Le système sanitaire est dans un tel état de dégénérescence qu’une véritable politique de santé s’impose, dans ce pays, pour améliorer le capital sanitaire (humain) gabonais, déficitaire qualitativement et quantitativement.
Cette politique de santé doit comporter des objectifs de nature qualitative et quantitative qui se voudront concrets et ambitieux, réalistes et réalisables, appropriés dans le temps, et traduits dans des actions susceptibles de prévenir, de soigner ou de guérir les maladies, imperfections organiques, fonctionnelles ou psychiques qui peuvent compromettre, limiter ou interdire l’activité familiale, professionnelle ou sociale d’un individu.
Elle doit également recouvrer l’ensemble des moyens juridiques (lois et règlements), institutionnels, humains, techniques, économiques, financiers et budgétaires susceptibles d’empêcher l’apparition des maladies ou faire régresser celles qui se sont déclarées dans une perspective très large de protection de la santé publique.
Dans ce cadre, les assurances sociales auront à jouer un rôle déterminant dans l’amélioration de l’état de santé de la population.
A l’instar du système de protection socio-sanitaire allemand mis en œuvre par O. Bismarck à la fin du 19ème siècle, il se devra être généreux quant à ses prestations et généralisé à l’ensemble de la population.
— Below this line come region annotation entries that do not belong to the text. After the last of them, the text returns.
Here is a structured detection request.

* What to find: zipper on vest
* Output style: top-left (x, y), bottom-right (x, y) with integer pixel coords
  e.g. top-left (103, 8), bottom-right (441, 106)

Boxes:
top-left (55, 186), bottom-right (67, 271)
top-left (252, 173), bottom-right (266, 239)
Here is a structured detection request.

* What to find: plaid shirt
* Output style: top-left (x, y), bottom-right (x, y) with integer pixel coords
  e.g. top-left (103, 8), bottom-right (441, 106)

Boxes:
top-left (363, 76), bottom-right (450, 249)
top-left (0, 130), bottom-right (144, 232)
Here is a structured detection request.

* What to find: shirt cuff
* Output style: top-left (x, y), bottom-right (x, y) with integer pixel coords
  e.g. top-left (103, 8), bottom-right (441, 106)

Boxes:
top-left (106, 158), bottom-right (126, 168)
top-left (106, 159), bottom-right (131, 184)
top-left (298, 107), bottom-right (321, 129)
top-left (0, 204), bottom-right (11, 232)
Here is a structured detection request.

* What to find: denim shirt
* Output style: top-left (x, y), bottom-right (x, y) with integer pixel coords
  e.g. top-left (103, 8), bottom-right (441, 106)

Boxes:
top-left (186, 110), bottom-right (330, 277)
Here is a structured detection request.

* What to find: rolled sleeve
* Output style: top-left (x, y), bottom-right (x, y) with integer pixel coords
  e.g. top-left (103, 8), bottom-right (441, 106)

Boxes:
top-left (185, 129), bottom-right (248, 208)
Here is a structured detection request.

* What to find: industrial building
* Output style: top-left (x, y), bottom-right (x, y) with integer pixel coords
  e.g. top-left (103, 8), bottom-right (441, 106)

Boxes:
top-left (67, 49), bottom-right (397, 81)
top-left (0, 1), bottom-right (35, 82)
Le droit à la santé de toutes les populations gabonaises (urbaines et rurales) y sera un droit fondamental tel que reconnu internationalement par la déclaration universelle des droits de l’homme de 1948.
Devant générer des coûts de financements importants, l’essentiel de ses ressources de financement proviendra des cotisations sociales obligatoires et non principalement de l’impôt.
Jacques Janvier Rop's Okoué Edou
Docteur en Economie et Finance Internationales
Enseignant-Chercheur à l'Université de Rimouski (Canada)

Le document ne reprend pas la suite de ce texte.